Image Comics, qui est considéré comme le troisième plus grand éditeur de comics aux Etats-Unis, a toujours basé sa ligne éditoriale sur le concept du creator owned ainsi que sur la liberté d’expression de ses artistes, notion encore plus évidente et plus marquée à partir du début des années 2000.
Là où certains auteurs travaillant pour les big two ont pu se sentir, à un moment donné de leur carrière, freinés dans leur processus de création à cause d’une censure plus ou moins assumée, ceux là même ont toujours vanté les mérites de la maison au I Majuscule dans ce domaine, que ce soit par le biais d’une campagne publicitaire datant d’il y a déjà quelques années, ou rien de moins que lors de la conférence qui s’est déroulée lors du FIBD d’Angoulême en janvier dernier.
C’est ainsi que chez Image Comics, du sexe, on en voit (et on en lit surtout) le plus naturellement du monde, tout simplement parce que cela fait partie des choses de la vie, et ce qui est d’autant plus intéressant c’est que dans bon nombre de titres publiés chez cet éditeur, l’emploi du sexe devient un outil narratif, une notion importante dans l’intrigue mais que l’on pourrait remplacer par tout autre chose, en résulte une utilisation d’autant plus décomplexée et primaire, alors qu’elle n’en est pas vraiment le cœur du sujet, malgré un titre qui ne laisse pourtant aucune ambiguïté.

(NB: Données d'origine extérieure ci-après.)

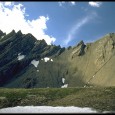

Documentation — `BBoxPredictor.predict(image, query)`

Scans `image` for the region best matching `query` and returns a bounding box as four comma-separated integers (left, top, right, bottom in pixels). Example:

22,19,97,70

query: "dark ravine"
0,30,115,88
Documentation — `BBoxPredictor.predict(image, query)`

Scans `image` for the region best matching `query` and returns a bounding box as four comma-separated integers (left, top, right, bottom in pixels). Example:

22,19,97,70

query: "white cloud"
58,1,76,7
64,12,97,45
89,2,102,7
4,1,14,6
70,1,75,6
58,1,65,6
0,2,56,44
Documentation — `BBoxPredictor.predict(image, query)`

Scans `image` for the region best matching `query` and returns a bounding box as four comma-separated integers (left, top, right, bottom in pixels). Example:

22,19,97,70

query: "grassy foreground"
0,87,115,111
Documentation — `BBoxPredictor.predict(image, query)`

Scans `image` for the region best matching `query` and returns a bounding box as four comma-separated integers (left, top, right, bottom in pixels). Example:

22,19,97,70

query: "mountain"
0,30,115,88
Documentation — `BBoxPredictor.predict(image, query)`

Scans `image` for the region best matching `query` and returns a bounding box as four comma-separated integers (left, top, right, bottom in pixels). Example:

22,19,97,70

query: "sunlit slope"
0,31,115,88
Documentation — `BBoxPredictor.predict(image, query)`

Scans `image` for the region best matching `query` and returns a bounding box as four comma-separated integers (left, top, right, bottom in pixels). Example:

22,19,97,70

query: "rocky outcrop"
94,34,115,68
72,41,85,58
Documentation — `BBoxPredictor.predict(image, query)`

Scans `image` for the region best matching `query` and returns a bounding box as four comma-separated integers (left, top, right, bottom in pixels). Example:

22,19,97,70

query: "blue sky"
0,1,115,47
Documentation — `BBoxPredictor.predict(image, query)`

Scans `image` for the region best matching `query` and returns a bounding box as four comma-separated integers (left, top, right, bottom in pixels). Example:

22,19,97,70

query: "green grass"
0,87,115,111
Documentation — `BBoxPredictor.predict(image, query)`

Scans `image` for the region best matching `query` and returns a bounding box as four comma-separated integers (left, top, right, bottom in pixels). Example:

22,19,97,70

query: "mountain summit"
0,30,115,88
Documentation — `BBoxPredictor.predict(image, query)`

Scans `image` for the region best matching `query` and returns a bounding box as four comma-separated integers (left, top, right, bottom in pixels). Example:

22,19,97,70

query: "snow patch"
17,53,25,60
62,78,65,83
0,106,98,113
31,60,39,67
61,84,68,88
44,57,50,62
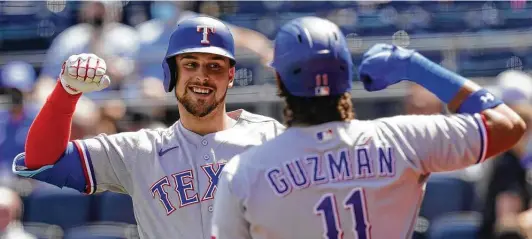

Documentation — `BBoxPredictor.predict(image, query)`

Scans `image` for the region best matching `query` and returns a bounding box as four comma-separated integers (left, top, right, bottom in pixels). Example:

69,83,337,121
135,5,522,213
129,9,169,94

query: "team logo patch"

En lisant Sex Criminals, (édité en France par les bons soins de Glénat Comics, qui se charge, grâce aux remaniements de cette écurie, de diversifier un peu ce qui se fait déjà dans notre pays, en publiant des titres tels que Lazarus, et dont les autres publications sont assez enthousiasmantes, du coup, je me mets à rêver de titres VO publiés par leurs bons soins et dont j’ai parlé sur ce blog…), je n’ai pu m’empêcher de faire le rapprochement avec une autre série qui m’avait beaucoup enthousiasmée, Sunstone (également publié chez Image) où le sexe est bien évidemment un acteur fondamental de l’intrigue, mais constitue plus un ciment dans la relation de ses personnages principaux, sans parler du fait que dans les premières pages, leur apprentissage respectif est synonyme de recherche identitaire pour les deux héroïnes (Suzie et Lisa), et mine de rien, c’est une notion des plus importantes, et des plus actuelles.

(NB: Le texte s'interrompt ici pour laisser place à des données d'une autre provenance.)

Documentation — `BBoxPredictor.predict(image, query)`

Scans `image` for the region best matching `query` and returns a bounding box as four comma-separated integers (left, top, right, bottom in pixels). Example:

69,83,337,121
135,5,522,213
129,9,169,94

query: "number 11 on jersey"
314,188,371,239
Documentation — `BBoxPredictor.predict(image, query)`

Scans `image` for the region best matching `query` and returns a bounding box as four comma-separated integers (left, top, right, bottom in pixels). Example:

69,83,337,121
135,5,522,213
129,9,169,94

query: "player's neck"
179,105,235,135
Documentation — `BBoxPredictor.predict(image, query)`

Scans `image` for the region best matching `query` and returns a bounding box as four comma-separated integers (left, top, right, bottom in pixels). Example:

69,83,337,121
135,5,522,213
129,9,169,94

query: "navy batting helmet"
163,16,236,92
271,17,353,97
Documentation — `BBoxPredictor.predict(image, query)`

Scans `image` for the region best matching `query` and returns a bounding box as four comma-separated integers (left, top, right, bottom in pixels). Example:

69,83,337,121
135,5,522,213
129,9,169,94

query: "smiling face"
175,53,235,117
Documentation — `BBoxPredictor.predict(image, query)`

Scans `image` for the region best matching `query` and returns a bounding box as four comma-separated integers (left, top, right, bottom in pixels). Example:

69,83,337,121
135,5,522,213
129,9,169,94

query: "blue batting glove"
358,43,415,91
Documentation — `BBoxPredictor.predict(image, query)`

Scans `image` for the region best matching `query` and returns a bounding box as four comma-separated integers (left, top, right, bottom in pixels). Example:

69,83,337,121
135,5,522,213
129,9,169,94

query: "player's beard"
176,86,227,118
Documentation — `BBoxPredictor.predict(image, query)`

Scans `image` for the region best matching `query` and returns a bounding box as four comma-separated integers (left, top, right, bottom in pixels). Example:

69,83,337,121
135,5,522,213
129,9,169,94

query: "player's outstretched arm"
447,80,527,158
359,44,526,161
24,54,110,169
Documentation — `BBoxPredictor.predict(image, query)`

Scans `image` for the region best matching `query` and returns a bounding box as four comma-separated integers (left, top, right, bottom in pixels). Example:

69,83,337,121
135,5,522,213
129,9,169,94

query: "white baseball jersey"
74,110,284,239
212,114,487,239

Sex Criminals évoque dans ses premières pages, ou plutôt fait le constat crispant de ce que la jeunesse peut avoir comme idée reçue (ou pas) sur la sexualité. Le fait de se sentir différent, ne pas trouver les réponses immédiates face à sa propre sexualité et ses multiples interrogations peuvent être ressenties à la fois comme un échec et une frustration, et cela, Matt Fraction a su l’aborder de la meilleure façon possible.

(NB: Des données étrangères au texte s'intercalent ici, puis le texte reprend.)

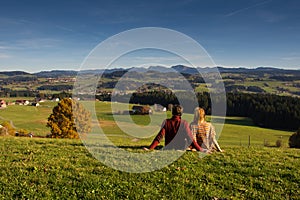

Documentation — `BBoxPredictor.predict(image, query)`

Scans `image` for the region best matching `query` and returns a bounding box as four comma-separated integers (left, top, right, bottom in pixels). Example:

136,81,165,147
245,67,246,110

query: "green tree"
0,121,16,136
289,128,300,148
47,98,91,139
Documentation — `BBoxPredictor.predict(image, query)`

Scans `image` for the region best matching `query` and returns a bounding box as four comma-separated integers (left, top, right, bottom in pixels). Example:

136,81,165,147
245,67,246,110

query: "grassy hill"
0,137,300,199
0,102,300,199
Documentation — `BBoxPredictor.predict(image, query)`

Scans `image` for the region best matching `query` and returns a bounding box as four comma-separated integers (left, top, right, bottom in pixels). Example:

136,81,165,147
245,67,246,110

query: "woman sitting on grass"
190,107,223,152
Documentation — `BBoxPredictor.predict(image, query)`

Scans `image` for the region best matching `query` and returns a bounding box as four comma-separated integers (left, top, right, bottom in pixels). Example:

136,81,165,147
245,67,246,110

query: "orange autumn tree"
47,98,91,139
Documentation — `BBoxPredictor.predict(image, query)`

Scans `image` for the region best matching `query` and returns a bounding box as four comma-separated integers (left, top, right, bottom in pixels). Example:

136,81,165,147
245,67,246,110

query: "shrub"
275,140,283,147
47,98,91,139
264,140,271,147
289,128,300,148
1,121,16,136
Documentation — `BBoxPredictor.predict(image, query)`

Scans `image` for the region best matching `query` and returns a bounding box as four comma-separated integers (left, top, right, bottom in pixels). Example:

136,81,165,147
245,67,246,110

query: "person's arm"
185,122,206,152
149,121,166,149
211,125,223,152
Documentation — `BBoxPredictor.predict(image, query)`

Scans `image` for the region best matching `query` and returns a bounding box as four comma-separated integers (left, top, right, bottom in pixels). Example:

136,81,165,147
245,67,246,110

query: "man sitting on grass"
144,105,206,152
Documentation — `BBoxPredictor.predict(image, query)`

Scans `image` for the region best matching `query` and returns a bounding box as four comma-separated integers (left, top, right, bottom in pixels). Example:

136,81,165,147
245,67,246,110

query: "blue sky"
0,0,300,72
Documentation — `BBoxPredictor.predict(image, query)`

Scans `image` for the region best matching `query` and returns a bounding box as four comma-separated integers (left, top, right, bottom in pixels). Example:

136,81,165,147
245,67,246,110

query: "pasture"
0,102,300,199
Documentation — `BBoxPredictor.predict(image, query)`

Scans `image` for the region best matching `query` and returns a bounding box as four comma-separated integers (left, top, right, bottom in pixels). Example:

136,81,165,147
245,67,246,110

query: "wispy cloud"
225,0,272,17
0,53,11,59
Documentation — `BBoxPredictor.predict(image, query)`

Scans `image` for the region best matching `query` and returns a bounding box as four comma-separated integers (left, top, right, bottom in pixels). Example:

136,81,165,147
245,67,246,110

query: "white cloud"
0,53,11,59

L’héroïne est d’autant plus attachante qu’elle fini par trouver refuge dans l’isolement engendré par son rapport au sexe (elle a le pouvoir d’arrêter le temps à chaque fois qu’elle a un orgasme), lui permettant de prendre le temps de gérer entre autre la mort abrupte de son père et le désarrois de sa mère.
Lorsque Suzie rencontre Jon pour la première fois, tout semble justement se dérouler de la façon la plus normale possible, jusqu’au moment où elle se rend compte qu’ils ont bien plus en commun que leur passion pour la littérature.
Pour ce qui est de Jon, la découverte de sa sexualité et de son pouvoir se sont déroulés d’une façon certes moins traumatisante, mais non moins épique, usant, et abusant des vidéo clubs, sites et magazines porno où œuvrait une certaine Jazmine St Cocaine qui lui a laissé un souvenir pour le moins impérissable.
Dans le partage de leurs expériences et leurs souvenirs, on sent bien que ces deux là sont destinés à être inséparables, c’est en tout cas ce que nous fait ressentir Suzie qui en plus de vivre ses péripéties, apparaît tout au long du récit en brisant le 4ème mur, et nous fait partager à la fois son passé que celui de son compagnon. Un stratagème des plus inclusifs qui fonctionne à merveille dans ce genre d’histoire, justement basé sur l’apprentissage de la psychologie des personnages, que sur leurs élucubrations sexuelles.
Autre moment totalement jouissif, un interlude en rapport avec la chanson Fat Bottomed Girl de Queen, que je vous laisse ici, et que vous prendrez plaisir à écouter tout en lisant cet album (de toute façon, Queen c’est la vie, et puis merde)
L’intrigue de ce premier album, jonglant très intelligemment entre le passé, le présent, la découverte de ce tandem très attachant, la toile de fond se déroulant quant à lui lors d’un braquage de banque de la part du couple, et l’appréhension de celui-ci par un trio improbable… ne peut laisser insensible la plupart d’entre nous, tant ses protagonistes incarnent les anti-héros parfaits.
La construction narrative de Matt Fraction et la vison résolument disco de Chip Zdarsky font de ce Sex Criminals une oeuvre jouissive et décomplexée, très proche de ce que la BD européenne érotique a pu nous offrir, avec en plus un vrai scénario…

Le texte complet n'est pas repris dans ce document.